庶民の間に人気があった行基菩薩。
東大寺大仏を造立する際に活躍した人物として知られます。そんな行基を祀るお堂が、大仏殿の東側にあります。周りの俊乗堂や念仏堂に比べれば小さい建物ですが、その前面に張り出した向拝が目を引きます。
向拝がせり出す行基堂。
江戸時代の建築物で、かつては俊乗坊重源上人坐像が安置されていたそうです。堂内には竹林寺の旧像(現在は唐招提寺移安)を模した行基菩薩坐像が祀られています。いつもは固く閉ざされたままの扉ですが、12月16日の良弁忌に訪れると、たくさんの参詣客が行基堂前に集っていました。
階隠(はしかくし)の別名を持つ向拝
寺社建築における向拝(こうはい)とは、仏堂や社殿の屋根中央が前方に張り出した部分のことを言います。
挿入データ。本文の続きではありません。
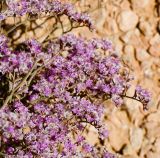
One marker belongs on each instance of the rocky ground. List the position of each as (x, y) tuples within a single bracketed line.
[(134, 28)]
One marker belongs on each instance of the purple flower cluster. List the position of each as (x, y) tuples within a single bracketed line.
[(51, 93), (143, 95), (65, 95), (55, 7)]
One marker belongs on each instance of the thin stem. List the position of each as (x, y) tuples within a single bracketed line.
[(19, 85)]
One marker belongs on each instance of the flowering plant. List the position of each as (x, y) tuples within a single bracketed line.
[(50, 90)]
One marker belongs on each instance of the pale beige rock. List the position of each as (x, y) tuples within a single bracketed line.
[(146, 28), (136, 138), (142, 54), (140, 3), (127, 20)]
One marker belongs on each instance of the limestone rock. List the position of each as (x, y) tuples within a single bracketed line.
[(127, 20)]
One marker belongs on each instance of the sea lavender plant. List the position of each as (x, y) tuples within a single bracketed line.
[(48, 94)]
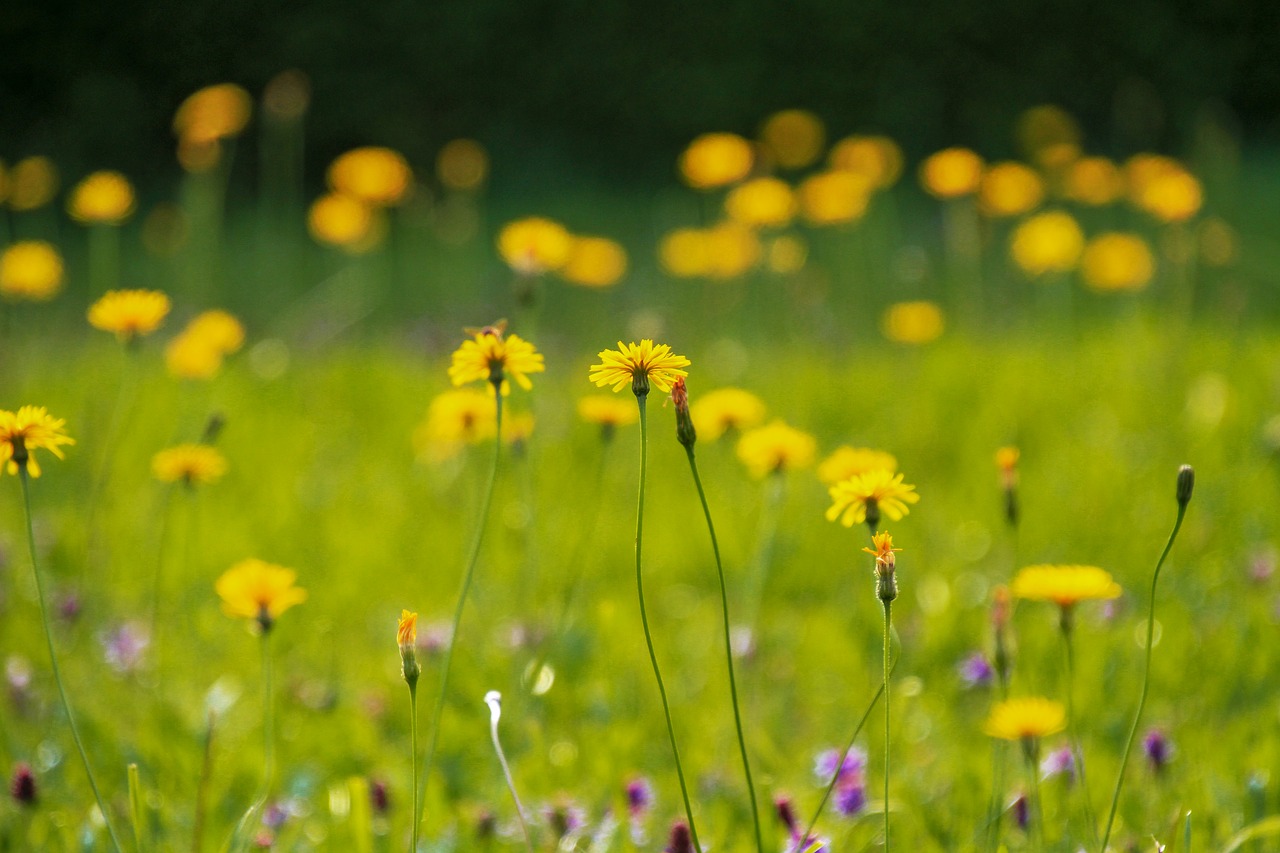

建物入口の階段上に設けられることが多いことから、階隠(はしかくし)とも呼ばれています。参詣者が礼拝する所でもあり、御拝(ごはい)の異名でも知られます。手を合わせる参拝者の頭上に庇が張り出した状態になっており、建物内に入らずに祈りを捧げる場合は雨除けにもなります。
真正面から見るとよく分かりませんね。
向拝を確認するにはやはり、真横か斜めのアングルがいいようです。こうして見ると、行基堂の蟇股や木鼻の意匠も美しいですね。
行基堂の右斜め前には水子地蔵が祀られていました。
靴を脱いでお堂の中に入り、誠に恐れながら行基菩薩坐像と相対しました。何とも言えないですね、こんなに間近に拝ませて頂くとあらゆる言葉が失われます。ただただ、その尊顔を見上げながら時の経つのを忘れてしまいました。
この角度からも、行基堂の張り出した向拝の様子がよく分かります。
向拝を付ける理由は何なのでしょう?向拝の意味を考えると、祀られる側の慈愛のようなものを感じられるのです。あくまでも主観であり間違っているのかもしれませんが、「わざわざお詣りに来てくれてありがとう」と手を差し伸べて下さっているような・・・そんな風にも取れるのです。そっとお守り頂いているような、そんな安心感があります。
向拝に抱かれながら、それぞれの祈りを捧げます。